Nisan ayının neredeyse ortasına geldik. Bu tarih, bahara girdiğimizin resmi olarak göstergesi. Oysa sadece dağlarına bahar gelmiş memleketimin..
Baharın gelişini doğanın uyanmasından, renklenmeye başlamasından, kuşların cıvıltısının duyulmasından, denizin maviliğini alabildiğine görülmesinden anlamamız gerekirken koca bir şantiye alanına dönmüş memleketimizde ise baharın geldiğini yalnızca takvim yapraklarından anlayabilir haldeyiz.
Sokakları denize çıkan semtler artık çıkmaz sokaklarla dolmuş halde. Denizi görebilmek için ya sıfır noktasına ineceğiz ya da olabildiğine yükseğe çıkacağız.

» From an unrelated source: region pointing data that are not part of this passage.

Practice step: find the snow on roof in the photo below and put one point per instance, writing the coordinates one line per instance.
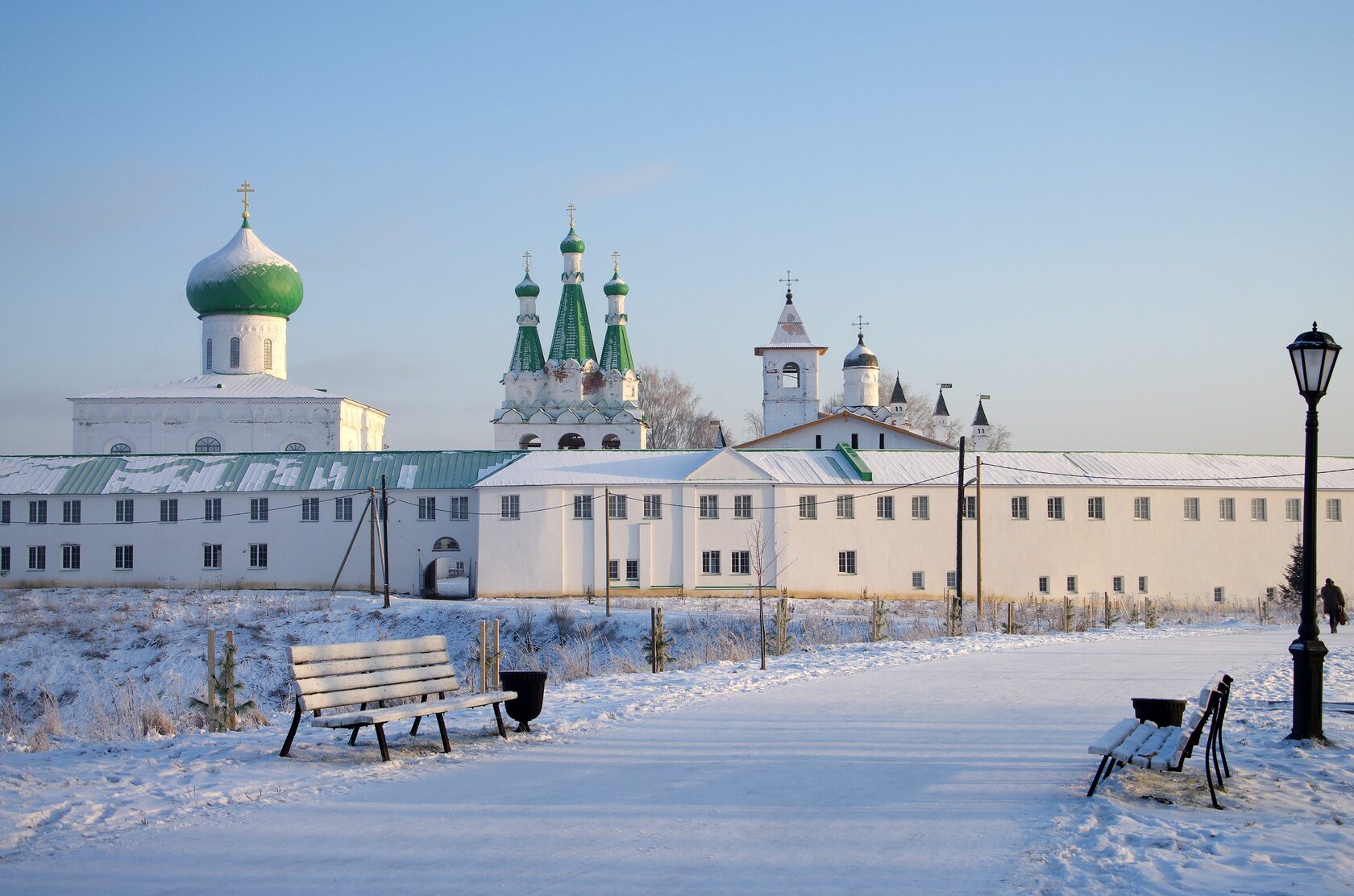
(213, 386)
(317, 471)
(243, 253)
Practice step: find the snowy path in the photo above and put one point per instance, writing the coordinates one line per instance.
(886, 780)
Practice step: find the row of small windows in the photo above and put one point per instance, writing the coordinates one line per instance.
(205, 446)
(235, 354)
(125, 511)
(569, 442)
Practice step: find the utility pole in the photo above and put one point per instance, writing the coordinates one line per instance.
(384, 533)
(372, 527)
(605, 571)
(979, 535)
(959, 537)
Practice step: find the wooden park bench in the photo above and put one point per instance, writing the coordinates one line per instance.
(1165, 749)
(372, 676)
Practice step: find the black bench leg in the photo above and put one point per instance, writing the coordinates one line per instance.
(296, 720)
(1099, 773)
(380, 739)
(442, 727)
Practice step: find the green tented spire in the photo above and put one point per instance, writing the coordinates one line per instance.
(573, 334)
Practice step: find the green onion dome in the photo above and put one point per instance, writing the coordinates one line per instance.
(527, 288)
(244, 278)
(573, 243)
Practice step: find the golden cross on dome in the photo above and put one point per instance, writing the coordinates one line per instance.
(245, 189)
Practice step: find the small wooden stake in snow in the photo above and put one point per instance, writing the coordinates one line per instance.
(231, 685)
(211, 678)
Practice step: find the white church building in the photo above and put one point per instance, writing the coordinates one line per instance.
(244, 296)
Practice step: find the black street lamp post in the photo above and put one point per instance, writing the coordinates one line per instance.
(1314, 358)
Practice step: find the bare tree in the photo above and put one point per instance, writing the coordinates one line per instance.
(673, 409)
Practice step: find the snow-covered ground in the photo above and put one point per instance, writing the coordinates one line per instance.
(850, 768)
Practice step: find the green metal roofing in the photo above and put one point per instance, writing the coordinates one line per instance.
(856, 462)
(525, 354)
(573, 334)
(282, 471)
(615, 350)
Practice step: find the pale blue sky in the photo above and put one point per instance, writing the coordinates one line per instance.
(1109, 217)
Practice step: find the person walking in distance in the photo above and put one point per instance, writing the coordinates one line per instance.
(1332, 601)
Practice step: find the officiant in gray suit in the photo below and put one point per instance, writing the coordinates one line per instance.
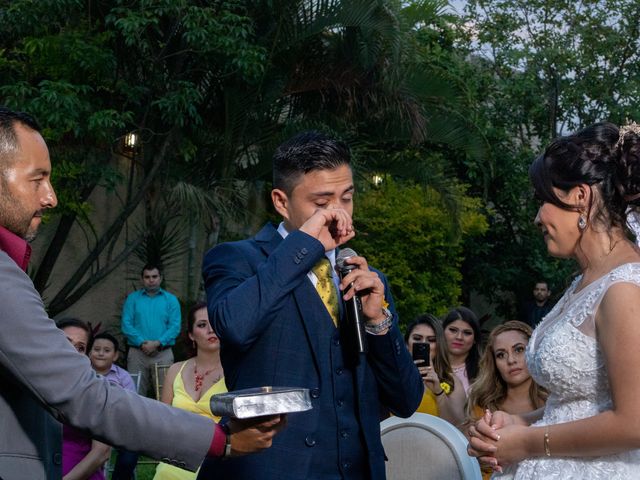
(44, 381)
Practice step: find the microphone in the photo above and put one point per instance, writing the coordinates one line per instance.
(353, 306)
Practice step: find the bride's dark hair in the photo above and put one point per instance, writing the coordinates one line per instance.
(601, 156)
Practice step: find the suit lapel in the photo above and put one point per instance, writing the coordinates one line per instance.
(312, 310)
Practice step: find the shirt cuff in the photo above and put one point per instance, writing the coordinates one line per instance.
(218, 442)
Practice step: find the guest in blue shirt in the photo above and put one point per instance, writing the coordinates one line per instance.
(150, 323)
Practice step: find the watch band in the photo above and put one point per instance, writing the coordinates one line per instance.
(376, 329)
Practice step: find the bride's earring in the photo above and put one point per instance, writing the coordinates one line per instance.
(582, 222)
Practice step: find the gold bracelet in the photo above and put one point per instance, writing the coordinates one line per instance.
(547, 450)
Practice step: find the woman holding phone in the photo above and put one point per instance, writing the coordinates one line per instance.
(444, 394)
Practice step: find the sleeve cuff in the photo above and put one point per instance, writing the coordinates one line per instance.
(218, 442)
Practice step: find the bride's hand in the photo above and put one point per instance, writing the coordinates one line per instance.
(483, 441)
(512, 444)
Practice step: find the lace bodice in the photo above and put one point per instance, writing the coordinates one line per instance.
(564, 356)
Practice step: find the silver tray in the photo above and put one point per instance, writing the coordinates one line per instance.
(256, 402)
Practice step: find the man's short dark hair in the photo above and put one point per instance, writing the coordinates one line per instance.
(151, 266)
(8, 137)
(109, 337)
(304, 153)
(76, 322)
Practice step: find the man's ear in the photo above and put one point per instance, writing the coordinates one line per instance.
(280, 202)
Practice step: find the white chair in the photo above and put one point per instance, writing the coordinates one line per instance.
(136, 380)
(424, 447)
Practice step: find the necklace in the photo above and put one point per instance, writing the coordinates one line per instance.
(200, 376)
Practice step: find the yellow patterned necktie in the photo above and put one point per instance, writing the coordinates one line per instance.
(326, 288)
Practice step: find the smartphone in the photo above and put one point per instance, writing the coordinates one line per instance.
(421, 352)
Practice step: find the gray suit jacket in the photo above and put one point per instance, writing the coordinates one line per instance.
(44, 381)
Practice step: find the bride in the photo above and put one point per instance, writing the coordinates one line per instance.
(586, 351)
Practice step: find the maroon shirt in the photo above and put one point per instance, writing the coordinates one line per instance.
(17, 248)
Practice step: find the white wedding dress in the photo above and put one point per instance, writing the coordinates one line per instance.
(563, 355)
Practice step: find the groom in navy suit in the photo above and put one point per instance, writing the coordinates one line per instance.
(276, 330)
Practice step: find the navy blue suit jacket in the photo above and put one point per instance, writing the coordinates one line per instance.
(276, 331)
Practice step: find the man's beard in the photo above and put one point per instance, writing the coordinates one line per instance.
(15, 218)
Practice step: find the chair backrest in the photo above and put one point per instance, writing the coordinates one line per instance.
(136, 380)
(159, 372)
(424, 447)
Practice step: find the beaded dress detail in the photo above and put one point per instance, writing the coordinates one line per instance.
(564, 356)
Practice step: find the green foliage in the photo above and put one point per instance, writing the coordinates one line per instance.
(404, 231)
(534, 70)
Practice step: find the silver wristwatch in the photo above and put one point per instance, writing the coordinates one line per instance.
(375, 329)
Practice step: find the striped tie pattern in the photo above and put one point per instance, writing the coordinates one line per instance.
(326, 288)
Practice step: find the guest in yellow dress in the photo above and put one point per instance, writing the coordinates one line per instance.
(190, 384)
(504, 382)
(444, 394)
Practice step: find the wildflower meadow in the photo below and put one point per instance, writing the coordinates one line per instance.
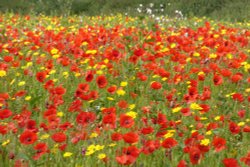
(116, 90)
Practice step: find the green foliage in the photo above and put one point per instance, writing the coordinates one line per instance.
(230, 10)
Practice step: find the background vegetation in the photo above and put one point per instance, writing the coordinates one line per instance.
(230, 10)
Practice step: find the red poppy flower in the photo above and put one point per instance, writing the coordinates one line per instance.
(89, 76)
(112, 89)
(194, 155)
(150, 146)
(5, 113)
(41, 76)
(28, 137)
(129, 155)
(116, 136)
(182, 163)
(8, 59)
(236, 78)
(156, 85)
(169, 143)
(101, 81)
(230, 162)
(3, 129)
(246, 159)
(110, 120)
(238, 96)
(126, 121)
(234, 128)
(219, 144)
(186, 111)
(131, 137)
(147, 130)
(59, 137)
(123, 104)
(84, 118)
(217, 80)
(241, 113)
(41, 148)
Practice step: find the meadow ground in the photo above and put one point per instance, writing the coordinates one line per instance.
(118, 90)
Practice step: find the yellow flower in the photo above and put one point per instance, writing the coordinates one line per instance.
(54, 51)
(101, 156)
(112, 145)
(131, 106)
(110, 98)
(209, 132)
(93, 135)
(27, 98)
(21, 83)
(120, 92)
(173, 45)
(195, 106)
(67, 154)
(196, 54)
(6, 142)
(168, 135)
(205, 142)
(212, 55)
(45, 136)
(60, 114)
(99, 147)
(241, 123)
(124, 83)
(91, 51)
(99, 72)
(176, 109)
(132, 114)
(217, 118)
(2, 73)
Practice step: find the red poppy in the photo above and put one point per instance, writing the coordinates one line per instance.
(194, 155)
(84, 118)
(28, 137)
(156, 85)
(41, 148)
(21, 163)
(150, 146)
(217, 80)
(8, 59)
(230, 162)
(5, 113)
(101, 81)
(169, 143)
(186, 111)
(246, 159)
(129, 155)
(123, 104)
(242, 113)
(116, 136)
(89, 76)
(236, 78)
(3, 129)
(41, 76)
(234, 128)
(182, 163)
(59, 137)
(131, 137)
(112, 89)
(126, 121)
(219, 144)
(147, 130)
(109, 120)
(238, 96)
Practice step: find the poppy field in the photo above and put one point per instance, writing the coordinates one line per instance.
(118, 90)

Eski baharları ne kadar güzel tasvir etmiş Melih Cevdet,
Yollar ağaçlar kuşlar ne kadar güzel
Yeryüzü pırıl pırıl öğretmenim
Gizlisi saklısı kalmamış dünyanın
Nesi var nesi yoksa dökmüş ortaya
Oysa biz yeryüzünü öyle çukur ve tümseklerle doldurduk ki dünyanın gizlisini ortaya dökeceği bir alan dahi bırakmadık. Artık uyanmak istese de insanoğlunun yarattığı ağırlıklar karabasan gibi çökmüş doğanın üstüne.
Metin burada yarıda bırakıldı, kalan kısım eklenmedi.